Self-discharge is a challenge for disease control and a relevant problem in the management of public health strategies, since interruption of the appropriate course of treatment can lead to a worsening of the patient’s health status, increased risk of readmissions and even death. Furthermore, it can result in greater community transmission of the disease, compromise the effectiveness of medications, and increase the risk of drug resistance. Although there are studies in the literature on dropout from tuberculosis treatment,7 there are no studies that investigate self-discharge of patients hospitalized due to tuberculosis. Therefore, this study aims to identify factors associated with hospital self-discharge among patients with tuberculosis.
METHODS
This is a retrospective cohort study carried out at Hospital Estadual Santa Maria with data from patients admitted between January 2011 and December 2018.

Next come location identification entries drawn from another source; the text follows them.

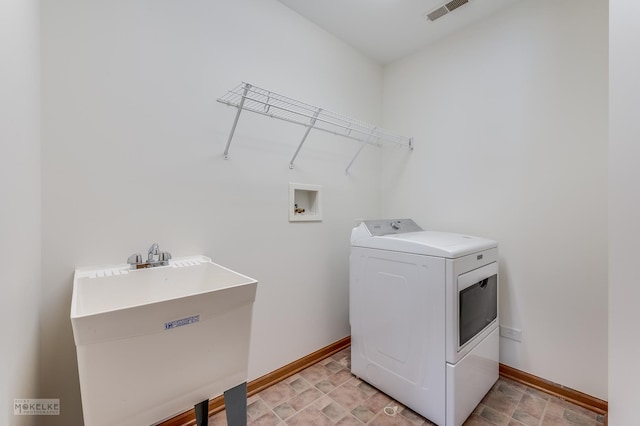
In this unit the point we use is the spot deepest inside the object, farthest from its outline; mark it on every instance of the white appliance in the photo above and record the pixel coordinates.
(424, 316)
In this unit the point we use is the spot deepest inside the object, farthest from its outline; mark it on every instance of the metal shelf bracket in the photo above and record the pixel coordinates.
(248, 97)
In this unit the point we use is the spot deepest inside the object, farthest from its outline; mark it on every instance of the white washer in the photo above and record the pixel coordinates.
(424, 316)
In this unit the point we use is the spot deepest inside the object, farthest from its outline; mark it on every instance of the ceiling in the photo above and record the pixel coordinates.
(386, 30)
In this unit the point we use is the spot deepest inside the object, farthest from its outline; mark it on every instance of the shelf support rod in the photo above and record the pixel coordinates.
(309, 127)
(359, 151)
(247, 86)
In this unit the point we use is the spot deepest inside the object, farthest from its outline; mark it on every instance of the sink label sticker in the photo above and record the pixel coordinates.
(184, 321)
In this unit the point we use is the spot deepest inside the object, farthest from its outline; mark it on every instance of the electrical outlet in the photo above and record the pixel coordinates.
(511, 333)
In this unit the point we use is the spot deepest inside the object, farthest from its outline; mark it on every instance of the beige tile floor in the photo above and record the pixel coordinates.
(327, 394)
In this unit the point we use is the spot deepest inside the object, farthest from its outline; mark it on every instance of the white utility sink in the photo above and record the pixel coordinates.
(154, 342)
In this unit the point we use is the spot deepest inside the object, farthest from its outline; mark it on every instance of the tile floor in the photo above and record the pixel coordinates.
(327, 394)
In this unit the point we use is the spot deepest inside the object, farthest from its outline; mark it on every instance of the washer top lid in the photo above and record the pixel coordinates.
(429, 243)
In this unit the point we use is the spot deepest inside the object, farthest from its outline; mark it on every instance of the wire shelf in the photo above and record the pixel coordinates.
(248, 97)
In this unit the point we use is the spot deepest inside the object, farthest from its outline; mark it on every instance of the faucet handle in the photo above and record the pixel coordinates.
(134, 259)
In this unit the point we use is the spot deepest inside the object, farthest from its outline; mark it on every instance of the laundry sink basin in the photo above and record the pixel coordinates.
(153, 342)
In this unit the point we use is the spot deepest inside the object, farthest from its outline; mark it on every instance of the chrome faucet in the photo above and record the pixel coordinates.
(136, 262)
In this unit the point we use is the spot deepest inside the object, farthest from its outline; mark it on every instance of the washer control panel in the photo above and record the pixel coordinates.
(391, 226)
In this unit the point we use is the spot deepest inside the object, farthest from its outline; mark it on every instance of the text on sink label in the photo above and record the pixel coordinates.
(181, 322)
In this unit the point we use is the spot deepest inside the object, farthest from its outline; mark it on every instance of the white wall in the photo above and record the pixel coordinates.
(20, 193)
(624, 211)
(132, 154)
(510, 124)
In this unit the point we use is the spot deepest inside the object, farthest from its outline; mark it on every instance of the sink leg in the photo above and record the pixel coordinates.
(202, 413)
(235, 402)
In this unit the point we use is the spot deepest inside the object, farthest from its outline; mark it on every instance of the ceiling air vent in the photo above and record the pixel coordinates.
(445, 8)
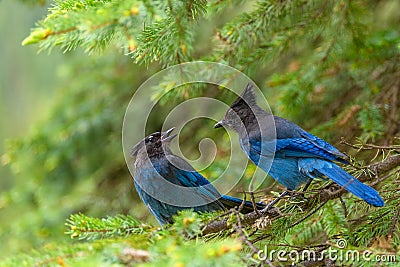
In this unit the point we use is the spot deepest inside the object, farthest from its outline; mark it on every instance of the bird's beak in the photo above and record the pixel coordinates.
(218, 124)
(135, 149)
(166, 136)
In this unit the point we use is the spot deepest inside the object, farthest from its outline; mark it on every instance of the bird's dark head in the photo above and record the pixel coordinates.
(241, 112)
(154, 144)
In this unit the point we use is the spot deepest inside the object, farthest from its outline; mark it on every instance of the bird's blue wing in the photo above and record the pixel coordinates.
(201, 186)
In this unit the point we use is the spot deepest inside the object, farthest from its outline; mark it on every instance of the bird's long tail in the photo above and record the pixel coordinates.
(351, 184)
(231, 202)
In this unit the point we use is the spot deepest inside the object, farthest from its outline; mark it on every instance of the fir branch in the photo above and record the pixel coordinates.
(323, 196)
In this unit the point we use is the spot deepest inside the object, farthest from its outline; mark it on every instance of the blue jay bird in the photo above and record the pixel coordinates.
(167, 183)
(294, 155)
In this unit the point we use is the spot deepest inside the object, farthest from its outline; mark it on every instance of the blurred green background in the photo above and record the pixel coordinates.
(62, 113)
(28, 82)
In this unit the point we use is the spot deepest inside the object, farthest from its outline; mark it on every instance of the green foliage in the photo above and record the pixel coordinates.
(142, 245)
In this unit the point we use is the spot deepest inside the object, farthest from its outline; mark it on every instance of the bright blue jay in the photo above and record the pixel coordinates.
(294, 155)
(167, 183)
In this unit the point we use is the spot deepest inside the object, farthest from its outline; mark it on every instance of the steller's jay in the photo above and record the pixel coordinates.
(167, 183)
(294, 155)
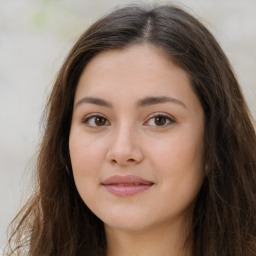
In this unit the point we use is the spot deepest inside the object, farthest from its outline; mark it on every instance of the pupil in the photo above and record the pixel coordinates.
(160, 120)
(100, 121)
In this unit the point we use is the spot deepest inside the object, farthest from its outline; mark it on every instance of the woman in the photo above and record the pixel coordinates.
(148, 149)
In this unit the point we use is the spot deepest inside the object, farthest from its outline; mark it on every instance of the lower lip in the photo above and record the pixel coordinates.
(127, 190)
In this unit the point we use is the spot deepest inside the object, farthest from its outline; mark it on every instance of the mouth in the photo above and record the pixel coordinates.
(126, 185)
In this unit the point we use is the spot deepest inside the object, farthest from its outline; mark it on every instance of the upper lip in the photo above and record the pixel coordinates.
(128, 179)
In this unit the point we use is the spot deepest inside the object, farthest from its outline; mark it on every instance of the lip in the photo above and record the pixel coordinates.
(126, 185)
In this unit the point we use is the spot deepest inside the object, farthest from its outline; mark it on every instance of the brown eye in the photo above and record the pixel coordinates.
(160, 120)
(100, 121)
(96, 121)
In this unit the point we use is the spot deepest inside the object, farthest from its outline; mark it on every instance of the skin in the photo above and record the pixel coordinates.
(131, 140)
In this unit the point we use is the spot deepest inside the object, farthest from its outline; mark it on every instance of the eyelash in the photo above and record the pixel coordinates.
(167, 120)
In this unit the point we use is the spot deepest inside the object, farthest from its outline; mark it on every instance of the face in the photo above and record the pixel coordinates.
(136, 139)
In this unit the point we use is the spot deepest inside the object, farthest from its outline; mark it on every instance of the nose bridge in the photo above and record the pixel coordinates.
(125, 147)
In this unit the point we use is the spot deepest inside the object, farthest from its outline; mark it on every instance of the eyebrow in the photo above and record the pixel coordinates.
(157, 100)
(93, 100)
(141, 103)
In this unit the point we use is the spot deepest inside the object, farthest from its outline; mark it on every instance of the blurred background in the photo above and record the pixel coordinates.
(35, 36)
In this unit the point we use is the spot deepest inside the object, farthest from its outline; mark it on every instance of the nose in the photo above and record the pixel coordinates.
(125, 147)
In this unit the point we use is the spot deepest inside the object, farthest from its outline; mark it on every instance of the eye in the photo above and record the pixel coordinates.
(160, 120)
(96, 121)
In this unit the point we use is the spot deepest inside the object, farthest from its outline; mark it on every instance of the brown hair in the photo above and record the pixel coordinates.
(55, 221)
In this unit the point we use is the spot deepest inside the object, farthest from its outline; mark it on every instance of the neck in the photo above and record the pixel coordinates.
(164, 241)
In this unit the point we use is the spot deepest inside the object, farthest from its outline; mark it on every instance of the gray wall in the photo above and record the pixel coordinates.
(34, 38)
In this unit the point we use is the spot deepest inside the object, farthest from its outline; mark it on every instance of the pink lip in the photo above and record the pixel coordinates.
(126, 185)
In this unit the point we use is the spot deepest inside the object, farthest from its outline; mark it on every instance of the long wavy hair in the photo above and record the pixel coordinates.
(55, 221)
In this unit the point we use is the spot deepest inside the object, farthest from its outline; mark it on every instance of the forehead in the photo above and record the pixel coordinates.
(134, 68)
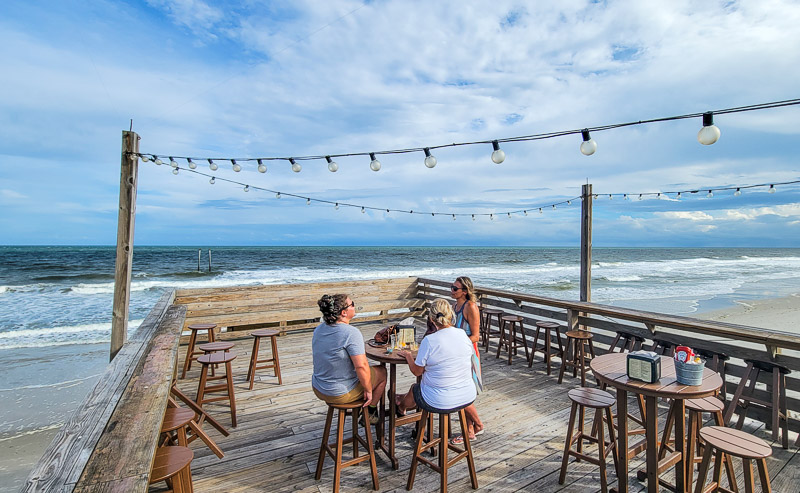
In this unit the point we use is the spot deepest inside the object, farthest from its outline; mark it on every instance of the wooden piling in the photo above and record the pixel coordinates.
(129, 177)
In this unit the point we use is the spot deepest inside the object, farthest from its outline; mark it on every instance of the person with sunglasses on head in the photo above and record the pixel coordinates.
(342, 373)
(467, 318)
(444, 361)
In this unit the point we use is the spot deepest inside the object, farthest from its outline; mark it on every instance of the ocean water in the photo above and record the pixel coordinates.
(55, 302)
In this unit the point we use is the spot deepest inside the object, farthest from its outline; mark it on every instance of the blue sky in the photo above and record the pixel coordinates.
(277, 79)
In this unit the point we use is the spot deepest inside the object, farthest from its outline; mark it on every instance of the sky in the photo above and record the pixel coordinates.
(252, 79)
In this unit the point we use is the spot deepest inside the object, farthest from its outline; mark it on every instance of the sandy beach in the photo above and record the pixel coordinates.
(23, 441)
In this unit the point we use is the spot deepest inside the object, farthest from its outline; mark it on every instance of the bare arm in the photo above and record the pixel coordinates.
(362, 371)
(473, 317)
(415, 369)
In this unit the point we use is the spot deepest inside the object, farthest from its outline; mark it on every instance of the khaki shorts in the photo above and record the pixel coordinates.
(354, 395)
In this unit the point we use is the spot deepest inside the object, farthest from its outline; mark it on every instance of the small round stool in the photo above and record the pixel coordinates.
(601, 401)
(486, 327)
(443, 441)
(273, 362)
(548, 353)
(335, 449)
(173, 464)
(744, 397)
(728, 441)
(508, 336)
(176, 419)
(577, 340)
(213, 347)
(191, 354)
(203, 388)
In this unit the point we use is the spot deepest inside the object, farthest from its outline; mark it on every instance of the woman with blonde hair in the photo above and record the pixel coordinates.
(444, 362)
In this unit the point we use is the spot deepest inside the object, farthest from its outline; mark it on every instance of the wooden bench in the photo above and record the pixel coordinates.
(288, 307)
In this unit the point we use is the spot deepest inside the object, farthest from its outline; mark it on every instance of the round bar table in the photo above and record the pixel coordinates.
(611, 369)
(392, 359)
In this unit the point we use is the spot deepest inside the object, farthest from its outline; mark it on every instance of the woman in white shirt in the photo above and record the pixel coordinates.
(444, 361)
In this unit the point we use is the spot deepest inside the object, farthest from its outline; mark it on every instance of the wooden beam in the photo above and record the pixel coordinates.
(128, 181)
(586, 243)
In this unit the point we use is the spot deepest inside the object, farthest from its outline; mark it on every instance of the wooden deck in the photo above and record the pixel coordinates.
(525, 411)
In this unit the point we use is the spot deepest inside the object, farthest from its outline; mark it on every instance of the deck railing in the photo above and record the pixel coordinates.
(108, 444)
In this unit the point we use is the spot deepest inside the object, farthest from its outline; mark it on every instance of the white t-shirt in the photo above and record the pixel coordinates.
(447, 357)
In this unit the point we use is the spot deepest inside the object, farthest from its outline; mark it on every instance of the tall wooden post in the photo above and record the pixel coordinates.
(129, 177)
(586, 243)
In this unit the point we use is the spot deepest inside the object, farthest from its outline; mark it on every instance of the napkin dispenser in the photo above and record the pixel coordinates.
(644, 366)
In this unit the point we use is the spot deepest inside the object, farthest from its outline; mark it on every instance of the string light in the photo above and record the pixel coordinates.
(588, 146)
(332, 166)
(374, 164)
(709, 133)
(498, 156)
(430, 159)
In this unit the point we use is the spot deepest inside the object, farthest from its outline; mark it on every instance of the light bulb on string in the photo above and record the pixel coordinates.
(430, 159)
(374, 164)
(709, 133)
(588, 146)
(332, 166)
(498, 156)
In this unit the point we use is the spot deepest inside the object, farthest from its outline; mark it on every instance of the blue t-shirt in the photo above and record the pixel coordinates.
(331, 349)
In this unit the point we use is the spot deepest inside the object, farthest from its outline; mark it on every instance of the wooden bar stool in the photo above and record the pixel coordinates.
(203, 388)
(443, 442)
(627, 342)
(173, 465)
(744, 397)
(601, 401)
(510, 324)
(577, 340)
(213, 347)
(716, 361)
(546, 349)
(695, 408)
(728, 441)
(176, 419)
(486, 327)
(335, 449)
(273, 362)
(191, 354)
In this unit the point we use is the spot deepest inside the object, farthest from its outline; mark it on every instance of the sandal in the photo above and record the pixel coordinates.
(459, 439)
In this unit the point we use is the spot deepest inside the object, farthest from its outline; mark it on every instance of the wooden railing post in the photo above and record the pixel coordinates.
(129, 177)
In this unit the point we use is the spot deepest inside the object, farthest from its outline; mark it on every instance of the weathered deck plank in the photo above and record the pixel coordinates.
(525, 412)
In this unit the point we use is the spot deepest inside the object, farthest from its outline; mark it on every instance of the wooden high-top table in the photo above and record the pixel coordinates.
(611, 370)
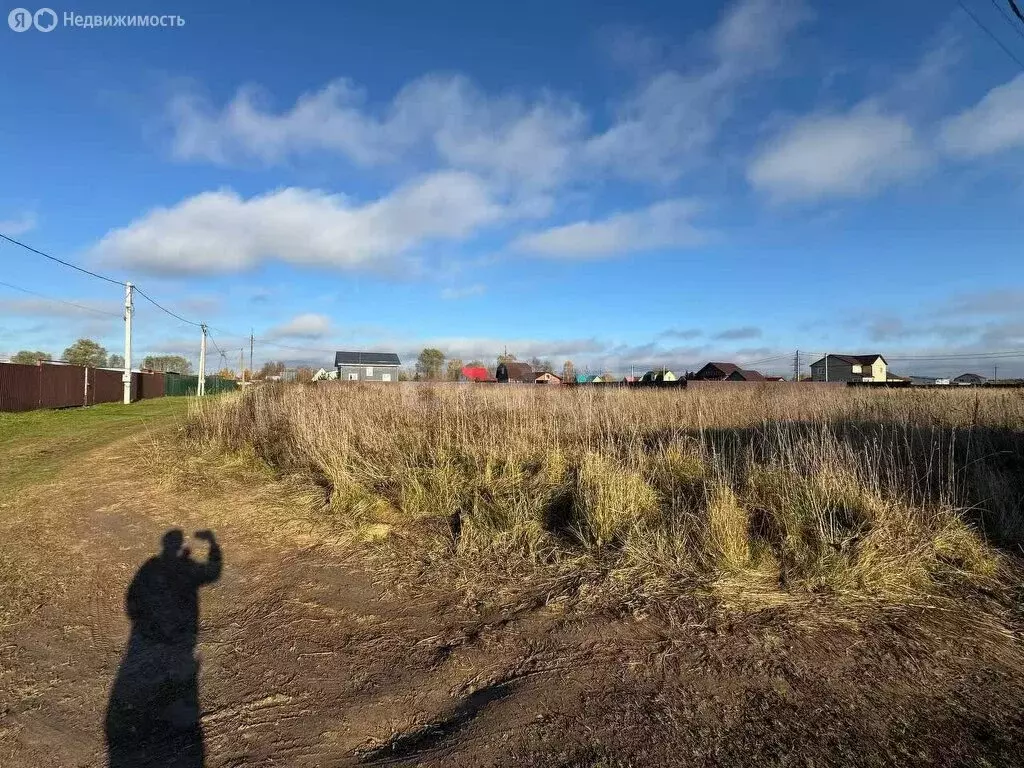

The hospital has 77 beds dedicated exclusively to the hospitalization of adult patients with tuberculosis, HIV co-infection, multidrug-resistant tuberculosis (MDR-TB), with an average of 200 hospitalizations per year. As it is a referral hospital, patients are referred there when diagnosed as having active tuberculosis. Of the two tuberculosis referral hospital units in the state of Rio de Janeiro, it is the only one located in the city of Rio de Janeiro (state capital), with an average of 200 hospitalizations per year during the study period. The state of Rio de Janeiro has high incidence of tuberculosis cases, with a rate of 70.7 cases per 100,000 inhabitants.10
The data were collected directly from medical records by two female public health physicians from the hospital’s Epidemiology Center, responsible for epidemiological surveillance of cases.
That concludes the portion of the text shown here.